Ее прежний муж, молодой человек, погиб прошлым летом. Спустил он оморочку в реку и видит: плывет черный медведь. Переплыл реку, исчез в тайге. Охотник тоже переплыл реку и пошел по его следам. Настиг. Мафа стоял у черемухи, обхватив ее лапой. Охотник выстрелил – мафа заревел и бросился в чащу. Охотник за ним. Не уйдешь, мафа, везде твоя кровь: на кустах, траве, деревьях… однако ушел далеко… Кровавая тропка привела к трухлявому стволу тополя.
Охотник встал на него, провалился по колено, смотрит: где же следы? Нет следов… А мафа лежал под стволом и вдруг поднялся. Охотнику, чтобы выстрелить, надо отскочить хоть на шаг, а он по колени в трухе… напряг все силы, выскочил, запутался в лианах, упал. Мафа снял с него череп, выгрыз живот и подох.
Так женщина потеряла мужа. Но тот муж был совсем молодой, и хотя она любила его, но разве можно сравнить его с Ирухой. Тот – мальчик, Ируха – мужчина.
И по глазам жены, которая могла подолгу смотреть на него, Ируха понимал чувства этой большой, сильной женщины.
Она была ему хорошей подругой и во время зимней охоты, и во время хода кеты. Она не только умела без устали пластать рыбу, но и била ее острогой. Она и охотиться умела, и недавно, идя за тушей изюбра, которого убил муж, добыла кабана. Хорошая мамаса, верный товарищ!
Мамаса тоже пила водку… Она радовалась, когда ее пила, но, когда не пила, радовалась больше. Ведь ее первый муж очень любил водку и за медведем пошел, много выпив.
После рассказов Кизиги чуть ли не все охотники весной отправились к Белке.
Приказчики Попова совсем мало увезли мехов. На следующий год, когда еще шла кета и никто не собирался на охоту, приплыли от Попова баты. Десять батов… На первом бату толкался Леонтий Корж.
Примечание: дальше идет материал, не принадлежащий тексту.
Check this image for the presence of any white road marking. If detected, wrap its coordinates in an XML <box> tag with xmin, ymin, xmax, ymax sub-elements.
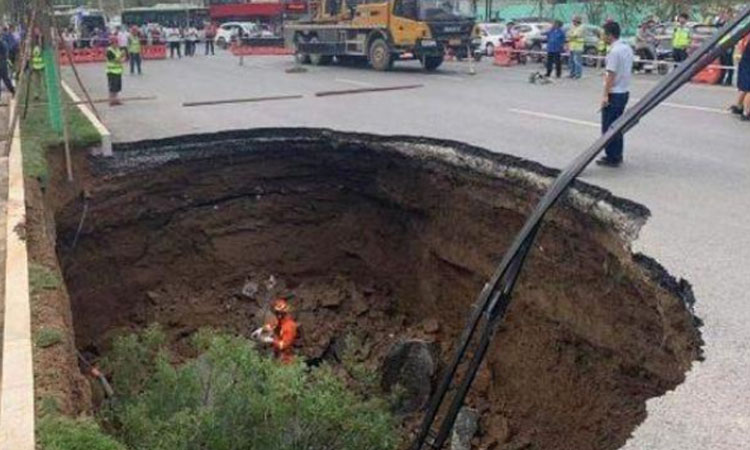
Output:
<box><xmin>335</xmin><ymin>78</ymin><xmax>375</xmax><ymax>87</ymax></box>
<box><xmin>633</xmin><ymin>98</ymin><xmax>731</xmax><ymax>115</ymax></box>
<box><xmin>508</xmin><ymin>108</ymin><xmax>601</xmax><ymax>128</ymax></box>
<box><xmin>662</xmin><ymin>102</ymin><xmax>729</xmax><ymax>114</ymax></box>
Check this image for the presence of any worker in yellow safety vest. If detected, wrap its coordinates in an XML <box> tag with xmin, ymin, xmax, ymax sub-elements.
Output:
<box><xmin>31</xmin><ymin>37</ymin><xmax>44</xmax><ymax>100</ymax></box>
<box><xmin>568</xmin><ymin>16</ymin><xmax>585</xmax><ymax>79</ymax></box>
<box><xmin>672</xmin><ymin>13</ymin><xmax>693</xmax><ymax>63</ymax></box>
<box><xmin>107</xmin><ymin>36</ymin><xmax>125</xmax><ymax>106</ymax></box>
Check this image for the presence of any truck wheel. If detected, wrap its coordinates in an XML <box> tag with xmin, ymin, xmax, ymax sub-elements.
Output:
<box><xmin>308</xmin><ymin>36</ymin><xmax>333</xmax><ymax>66</ymax></box>
<box><xmin>368</xmin><ymin>38</ymin><xmax>393</xmax><ymax>71</ymax></box>
<box><xmin>294</xmin><ymin>34</ymin><xmax>310</xmax><ymax>64</ymax></box>
<box><xmin>422</xmin><ymin>56</ymin><xmax>443</xmax><ymax>72</ymax></box>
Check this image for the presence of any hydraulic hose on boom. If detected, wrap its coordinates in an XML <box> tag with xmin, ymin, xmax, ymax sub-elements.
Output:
<box><xmin>411</xmin><ymin>6</ymin><xmax>750</xmax><ymax>450</ymax></box>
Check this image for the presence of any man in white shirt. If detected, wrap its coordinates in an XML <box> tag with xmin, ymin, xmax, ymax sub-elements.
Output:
<box><xmin>117</xmin><ymin>26</ymin><xmax>130</xmax><ymax>57</ymax></box>
<box><xmin>596</xmin><ymin>22</ymin><xmax>634</xmax><ymax>167</ymax></box>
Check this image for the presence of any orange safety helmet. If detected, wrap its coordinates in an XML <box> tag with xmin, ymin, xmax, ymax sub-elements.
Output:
<box><xmin>273</xmin><ymin>298</ymin><xmax>289</xmax><ymax>313</ymax></box>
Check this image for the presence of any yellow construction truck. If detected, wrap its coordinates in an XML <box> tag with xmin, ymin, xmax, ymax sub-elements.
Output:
<box><xmin>284</xmin><ymin>0</ymin><xmax>477</xmax><ymax>71</ymax></box>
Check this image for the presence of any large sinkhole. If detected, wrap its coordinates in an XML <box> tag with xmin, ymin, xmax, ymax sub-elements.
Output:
<box><xmin>56</xmin><ymin>130</ymin><xmax>700</xmax><ymax>450</ymax></box>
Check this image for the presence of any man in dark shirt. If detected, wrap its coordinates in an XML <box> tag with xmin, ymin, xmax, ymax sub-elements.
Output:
<box><xmin>544</xmin><ymin>20</ymin><xmax>565</xmax><ymax>78</ymax></box>
<box><xmin>0</xmin><ymin>39</ymin><xmax>16</xmax><ymax>95</ymax></box>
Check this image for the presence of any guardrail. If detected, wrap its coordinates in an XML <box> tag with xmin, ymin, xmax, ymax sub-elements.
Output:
<box><xmin>0</xmin><ymin>100</ymin><xmax>35</xmax><ymax>450</ymax></box>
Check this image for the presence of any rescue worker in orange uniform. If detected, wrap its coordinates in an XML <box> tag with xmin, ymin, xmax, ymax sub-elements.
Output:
<box><xmin>252</xmin><ymin>299</ymin><xmax>297</xmax><ymax>364</ymax></box>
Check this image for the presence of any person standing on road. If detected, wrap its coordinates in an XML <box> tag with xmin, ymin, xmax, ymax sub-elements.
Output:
<box><xmin>568</xmin><ymin>16</ymin><xmax>586</xmax><ymax>79</ymax></box>
<box><xmin>716</xmin><ymin>8</ymin><xmax>734</xmax><ymax>86</ymax></box>
<box><xmin>128</xmin><ymin>27</ymin><xmax>141</xmax><ymax>75</ymax></box>
<box><xmin>0</xmin><ymin>27</ymin><xmax>18</xmax><ymax>67</ymax></box>
<box><xmin>185</xmin><ymin>26</ymin><xmax>198</xmax><ymax>56</ymax></box>
<box><xmin>117</xmin><ymin>27</ymin><xmax>130</xmax><ymax>58</ymax></box>
<box><xmin>672</xmin><ymin>13</ymin><xmax>693</xmax><ymax>63</ymax></box>
<box><xmin>0</xmin><ymin>40</ymin><xmax>16</xmax><ymax>95</ymax></box>
<box><xmin>30</xmin><ymin>34</ymin><xmax>44</xmax><ymax>100</ymax></box>
<box><xmin>165</xmin><ymin>26</ymin><xmax>182</xmax><ymax>58</ymax></box>
<box><xmin>107</xmin><ymin>36</ymin><xmax>125</xmax><ymax>106</ymax></box>
<box><xmin>596</xmin><ymin>22</ymin><xmax>634</xmax><ymax>167</ymax></box>
<box><xmin>206</xmin><ymin>22</ymin><xmax>217</xmax><ymax>56</ymax></box>
<box><xmin>732</xmin><ymin>37</ymin><xmax>750</xmax><ymax>122</ymax></box>
<box><xmin>544</xmin><ymin>20</ymin><xmax>565</xmax><ymax>78</ymax></box>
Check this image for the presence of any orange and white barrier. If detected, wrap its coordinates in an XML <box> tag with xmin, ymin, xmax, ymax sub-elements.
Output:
<box><xmin>493</xmin><ymin>46</ymin><xmax>516</xmax><ymax>67</ymax></box>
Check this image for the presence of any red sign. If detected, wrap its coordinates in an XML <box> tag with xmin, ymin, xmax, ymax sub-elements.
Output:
<box><xmin>284</xmin><ymin>2</ymin><xmax>307</xmax><ymax>13</ymax></box>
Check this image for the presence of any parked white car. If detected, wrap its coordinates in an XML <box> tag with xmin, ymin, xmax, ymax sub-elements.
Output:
<box><xmin>477</xmin><ymin>23</ymin><xmax>505</xmax><ymax>56</ymax></box>
<box><xmin>214</xmin><ymin>22</ymin><xmax>261</xmax><ymax>48</ymax></box>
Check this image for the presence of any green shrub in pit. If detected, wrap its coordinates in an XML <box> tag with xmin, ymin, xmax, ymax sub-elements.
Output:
<box><xmin>101</xmin><ymin>327</ymin><xmax>399</xmax><ymax>450</ymax></box>
<box><xmin>37</xmin><ymin>414</ymin><xmax>127</xmax><ymax>450</ymax></box>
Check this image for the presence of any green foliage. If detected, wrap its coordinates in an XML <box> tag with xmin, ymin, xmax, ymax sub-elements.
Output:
<box><xmin>102</xmin><ymin>327</ymin><xmax>399</xmax><ymax>450</ymax></box>
<box><xmin>29</xmin><ymin>262</ymin><xmax>60</xmax><ymax>294</ymax></box>
<box><xmin>18</xmin><ymin>78</ymin><xmax>101</xmax><ymax>183</ymax></box>
<box><xmin>36</xmin><ymin>328</ymin><xmax>63</xmax><ymax>348</ymax></box>
<box><xmin>37</xmin><ymin>414</ymin><xmax>126</xmax><ymax>450</ymax></box>
<box><xmin>37</xmin><ymin>395</ymin><xmax>60</xmax><ymax>416</ymax></box>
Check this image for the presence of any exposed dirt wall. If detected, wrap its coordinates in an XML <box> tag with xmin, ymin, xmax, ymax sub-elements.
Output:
<box><xmin>44</xmin><ymin>130</ymin><xmax>700</xmax><ymax>450</ymax></box>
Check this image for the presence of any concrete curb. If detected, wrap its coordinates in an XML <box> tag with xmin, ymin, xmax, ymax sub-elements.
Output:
<box><xmin>62</xmin><ymin>81</ymin><xmax>112</xmax><ymax>156</ymax></box>
<box><xmin>0</xmin><ymin>100</ymin><xmax>35</xmax><ymax>450</ymax></box>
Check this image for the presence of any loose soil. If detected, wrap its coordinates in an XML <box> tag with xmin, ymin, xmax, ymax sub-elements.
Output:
<box><xmin>39</xmin><ymin>130</ymin><xmax>700</xmax><ymax>450</ymax></box>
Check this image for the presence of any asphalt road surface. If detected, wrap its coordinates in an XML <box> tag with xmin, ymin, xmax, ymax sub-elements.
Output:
<box><xmin>65</xmin><ymin>53</ymin><xmax>750</xmax><ymax>450</ymax></box>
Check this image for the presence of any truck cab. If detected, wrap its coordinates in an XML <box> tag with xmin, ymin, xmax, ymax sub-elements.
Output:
<box><xmin>285</xmin><ymin>0</ymin><xmax>475</xmax><ymax>70</ymax></box>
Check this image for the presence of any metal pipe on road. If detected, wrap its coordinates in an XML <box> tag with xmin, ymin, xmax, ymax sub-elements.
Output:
<box><xmin>182</xmin><ymin>95</ymin><xmax>304</xmax><ymax>108</ymax></box>
<box><xmin>315</xmin><ymin>84</ymin><xmax>424</xmax><ymax>97</ymax></box>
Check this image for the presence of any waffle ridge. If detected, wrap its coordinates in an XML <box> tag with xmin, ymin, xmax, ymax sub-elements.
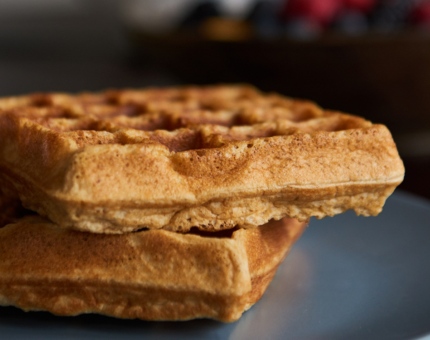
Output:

Пристали к косе, где некогда стоял шалаш Бянки и где возвышался теперь новый большой шалаш Ирухи.
Мамаса легко переносила тяжелые ящики и мешки, и Леонтий, сначала не допускавший ее к грузу, махнул наконец рукой.
Приказчики разбили две палатки: одну для жилья, в другой сложили товар.
Корж поселился у Ирухи. Новый шалаш, построенный силами мамасы из плотного корья, был высок и внутри имел второй этаж – нары. Там мамаса сложила короба со своим имуществом и нарядами, потому что она была женщина не только здоровая, но и красивая, и любила себя украсить.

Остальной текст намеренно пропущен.